13 Oct 2014

Malaysia increasingly unsafe for transgender people

Malaysian Islamic-purity enforcing police are making it increasingly difficult for transgender men and women to live a life without fear of arrest and harassment in a country where Islam is the official religion.

Malaysia is one of the world’s worst countries for transgender people, said Human Rights Watch which recently released a report in which it detailed social ostracism, discrimination, harassment, sexual abuse and arrest by authorities.

The country retains “Section 377A” a British colonial-era law banning “carnal intercourse against the order of nature” and outlaws same-sex relations and can be jailed for up to 20 years, caned or fined. The government’s attitude towards the LGBT community is shaped by Islam, the official religion in Malaysia. Muslims who make up over 60 percent of Malaysia’s of 29 million people.

Locally enforced state-level laws on Islamic purity also criminalize dressing as the opposite sex, and can be punished by three years in prison and a fine.

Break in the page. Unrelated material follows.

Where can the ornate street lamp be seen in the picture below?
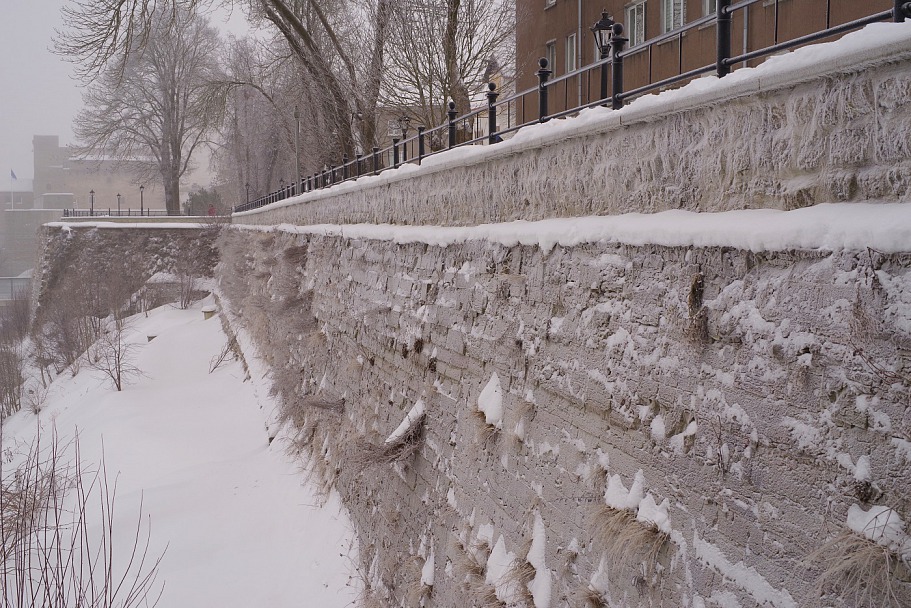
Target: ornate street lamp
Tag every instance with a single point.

Police recently burst in to the home or a person born a man but identifying as a woman ransacked her apartment and arrested her for cross-dressing. “It’s difficult,” said the person with long hair dyed reddish-brown and a heavily-powdered face.

Many like that person within the transgender community also complain of rising persecution. “Here we live in fear. We are treated as criminals. We are not treated as humans,” another said.

Three transgender women who were arrested four years ago have taken their battle to court in a lawsuit in the southern Malaysian state of Negeri Sembilan. They maintain that discrimination against the transgender community is discriminatory and unconstitutional. Activists hope they will win and that it will set a precedence in other Malaysian states. A ruling in that case is expected in the first week of November.

“I hope for success. I have been waiting so long already,” said one of the four.

Many transgender people say past attitudes were tolerant towards the transgender community in the country but that the rise of conservative Islam in the country is changing that.

In 1982, the National Fatwa Council, Malaysia’s highest Muslim authority, banned sex-reassignment surgery describing it as un-Islamic which have prompted authorities to since take a harder line against transgenders.

Prime Minister Najib Razakhas repeatedly has repeated said he is against gay and transgender rights initiatives because he views them as deviant.